Using internal methods this way is usually not a good idea. Think of it this way: in the PR you just created, you changed the name of several internal methods (`_ipiv!` --> `_ipiv_rows!` etc). If anyone out there has code just like yours that use these internal methods, it will suddenly break once your PR is merged. Similarly, your code is likely to break the next time someone refactors this logic in `lu.jl`. So I would strongly recommend not using this approach.

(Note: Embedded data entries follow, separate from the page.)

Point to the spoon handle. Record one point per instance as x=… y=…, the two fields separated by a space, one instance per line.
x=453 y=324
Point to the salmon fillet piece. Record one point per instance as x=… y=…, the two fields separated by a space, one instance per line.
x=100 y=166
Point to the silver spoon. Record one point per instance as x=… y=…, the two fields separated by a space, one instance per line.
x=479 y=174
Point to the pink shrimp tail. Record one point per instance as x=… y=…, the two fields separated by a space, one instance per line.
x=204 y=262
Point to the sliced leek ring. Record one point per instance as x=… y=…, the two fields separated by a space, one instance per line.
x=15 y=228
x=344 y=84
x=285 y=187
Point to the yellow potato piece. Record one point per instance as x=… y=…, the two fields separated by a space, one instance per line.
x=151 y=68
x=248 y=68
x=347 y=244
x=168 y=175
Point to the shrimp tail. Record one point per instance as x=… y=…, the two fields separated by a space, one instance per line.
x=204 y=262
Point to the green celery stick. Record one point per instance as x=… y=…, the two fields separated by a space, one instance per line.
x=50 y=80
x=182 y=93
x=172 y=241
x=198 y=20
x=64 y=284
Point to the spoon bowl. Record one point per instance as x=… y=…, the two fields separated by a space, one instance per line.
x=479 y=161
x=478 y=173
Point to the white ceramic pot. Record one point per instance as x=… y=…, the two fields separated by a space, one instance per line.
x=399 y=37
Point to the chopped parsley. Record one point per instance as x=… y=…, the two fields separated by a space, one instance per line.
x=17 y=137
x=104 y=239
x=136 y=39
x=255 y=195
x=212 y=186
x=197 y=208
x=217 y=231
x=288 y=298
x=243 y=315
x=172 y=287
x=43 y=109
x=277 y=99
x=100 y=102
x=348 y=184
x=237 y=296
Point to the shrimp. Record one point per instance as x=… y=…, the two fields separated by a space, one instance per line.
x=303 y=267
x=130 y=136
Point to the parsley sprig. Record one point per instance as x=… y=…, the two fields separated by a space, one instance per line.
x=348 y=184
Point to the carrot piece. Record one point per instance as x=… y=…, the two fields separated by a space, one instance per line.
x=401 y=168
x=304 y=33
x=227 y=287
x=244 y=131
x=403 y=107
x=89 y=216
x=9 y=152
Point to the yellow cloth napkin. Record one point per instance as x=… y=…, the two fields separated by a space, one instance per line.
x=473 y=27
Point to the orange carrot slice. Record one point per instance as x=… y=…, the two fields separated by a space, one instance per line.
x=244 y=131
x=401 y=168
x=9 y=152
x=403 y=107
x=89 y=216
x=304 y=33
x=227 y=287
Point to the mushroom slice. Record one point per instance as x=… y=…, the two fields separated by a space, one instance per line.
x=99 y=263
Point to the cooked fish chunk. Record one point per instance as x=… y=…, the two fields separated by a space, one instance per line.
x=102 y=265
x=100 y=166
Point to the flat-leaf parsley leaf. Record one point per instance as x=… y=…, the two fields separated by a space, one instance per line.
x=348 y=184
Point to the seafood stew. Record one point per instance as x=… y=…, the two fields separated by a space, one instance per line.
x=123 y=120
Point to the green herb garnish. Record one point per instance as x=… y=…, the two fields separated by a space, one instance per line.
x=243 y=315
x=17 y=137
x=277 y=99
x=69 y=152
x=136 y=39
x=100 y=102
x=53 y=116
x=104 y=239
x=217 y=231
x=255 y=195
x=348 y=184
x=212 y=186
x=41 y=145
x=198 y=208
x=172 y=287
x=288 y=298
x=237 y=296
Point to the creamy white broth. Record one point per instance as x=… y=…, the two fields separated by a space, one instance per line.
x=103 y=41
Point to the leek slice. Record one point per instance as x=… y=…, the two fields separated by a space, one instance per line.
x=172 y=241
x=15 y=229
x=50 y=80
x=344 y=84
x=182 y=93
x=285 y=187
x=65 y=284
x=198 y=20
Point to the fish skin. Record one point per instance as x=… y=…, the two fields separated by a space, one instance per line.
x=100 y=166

If you don’t want the temporary, why not define your own in-place adjoint method?

``````function adj!(X)
for i = 1:size(X,1), j = i:size(X,2)
@inbounds X[i,j], X[j,i] = X[j,i]', X[i,j]'
end
return X
end

function rdiv_low_alloc!(A, B)
end
``````

It even seems a bit more efficient:

``````julia> A,B = 1:2 .|>_-> rand(100, 100);

julia> A / B == rdiv_low_alloc!(A, B) # verify that it's correct
true

julia> # rdiv with temporary:

julia> @btime rdiv_low_alloc!(A, B, Y) evals = 1 setup = A,B,Y = copy(\$A),copy(\$B),similar(\$A);
258.882 μs (2 allocations: 928 bytes)

julia> # rdiv with internal method:

julia> @btime rdiv_lu!(A, B) evals = 1 setup = A,B = copy(\$A),copy(\$B);
257.909 μs (2 allocations: 928 bytes)

julia> # rdiv with in-place adjoint:

julia> @btime rdiv_low_alloc!(A, B) evals = 1 setup = A,B = copy(\$A),copy(\$B);
235.869 μs (2 allocations: 928 bytes)
``````
3 Likes

That’s actually quite a neat way to do an in-place adjoint.

I am aware of that. I just used it here for the sake of simplicity. Note that with the proposed `rdiv!` method in the PR only the first argument is destroyed. The second argument must already be a LU factorization.